Tuesday, May 17, 2022

ドナルド・ヘンダーソン・クラーク「せっかちな処女」(1931年)

作者はロマンスやミステリや脚本を書いて主に三十年代と四十年代に活躍した人である。わたしは初めて読む。

この作品のタイトルにある「せっかち impatient」には性的な意味がこめられていて、三十年代においてはスキャンダラスな響きを持っていたはずである。つまり古い道徳観への反発がこの本の主題になるのだろうとあたりをつけて読み始めた。


主人公はルース・ロビンというブロンドの美少女である。彼女は生まれてすぐに孤児となり、進歩的な考え方を持つ叔父によって育てられた。たとえば叔父はこんなことを彼女に教えた。いい結婚相手が見つかったら、その男と同棲生活を送ってみろ。それで気に入れば結婚すればいいし、不都合が見つかればやめればいい。今ならどうということもない考え方だが、この当時は「自由恋愛」と称して弾劾されるような性愛への態度である。しかしルースは叔父の教えに感化され、ある種ドライな女に育っていく。

高校を卒業し、叔父が亡くなると、ルースはそれまで育った田舎町を離れ、ニューヨークへ行こうとする。このあたりから彼女のまわりにさまざまな男どもが集まりはじめるが、ルースはじつに冷静に彼らに対処し、ときには法律すれすれの脅しまでつかって金を取ったり、利用したりする。ブロンドの美人というと、おつむが弱い女というステレオタイプが存在するが、彼女はそれとはまるでちがう。ほとんどフェム・フェタールのような狡猾さをそなえている。

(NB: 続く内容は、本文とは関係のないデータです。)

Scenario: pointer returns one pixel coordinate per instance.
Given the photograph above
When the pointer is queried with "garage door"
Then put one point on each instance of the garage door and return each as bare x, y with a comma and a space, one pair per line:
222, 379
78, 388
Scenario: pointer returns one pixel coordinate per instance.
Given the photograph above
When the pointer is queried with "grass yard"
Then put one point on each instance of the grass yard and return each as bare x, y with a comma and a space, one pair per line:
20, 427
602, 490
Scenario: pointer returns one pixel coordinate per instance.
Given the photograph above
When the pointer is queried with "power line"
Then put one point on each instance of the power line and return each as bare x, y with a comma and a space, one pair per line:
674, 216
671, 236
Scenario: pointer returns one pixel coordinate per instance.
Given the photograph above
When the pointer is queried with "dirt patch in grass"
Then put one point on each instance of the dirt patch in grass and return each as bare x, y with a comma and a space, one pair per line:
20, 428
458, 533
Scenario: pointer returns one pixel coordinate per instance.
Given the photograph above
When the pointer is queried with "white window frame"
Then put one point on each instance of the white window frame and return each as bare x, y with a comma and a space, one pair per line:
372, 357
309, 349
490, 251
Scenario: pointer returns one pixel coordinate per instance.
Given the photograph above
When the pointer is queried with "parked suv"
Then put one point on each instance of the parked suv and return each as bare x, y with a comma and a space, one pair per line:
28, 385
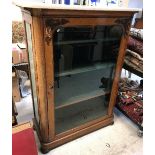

しかし宗教的で古くさい考え方に縛られている田舎町においてこそ彼女はスキャンダラスな存在ではあるものの、ニューヨークのような大都会に来ると、彼女は有能な女と認められる。彼女はとある大会社の社長の秘書を務めていたのだが、給料を二倍にしてくれというと、社長は彼女の勤務態度、才腕に基づいて即座にその要求をのむくらいだ。さらにべつの男は彼女に女優の道をすすめる。やはり彼女の容姿だけでなく、その頭の切れとパーソナリティーに大物の素質を認めているのである。

その後彼女は妊娠し、医者に堕胎の相談をし、さらにシングルマザーとなる。あの当時では考えられないようなことをルースは次々とやってのけるのだ。

1930年代というのは一種の端境期であって、前時代的な考え方、つまりヴィクトリア朝的道徳観が一方にあり、また、そこから脱却しあらたな自由を求めようとする動きが他方にある時代だった。それはミステリを読んでいても頻繁にあらわれるテーマである。「せっかちな処女」もまずはそうした問題意識を共有している作品といっていい。いや、それをかなり過激に表現しているといってもいいだろう。そういう意味では面白いのだが、しかし読後感はなにかものたりなかった。過激さがものたりないというのではなく、なぜか最後までルースに共鳴できなかったのである。それよりも彼女にいろいろな智恵をつけた叔父ベンのほうが生き生きしていて印象に残った。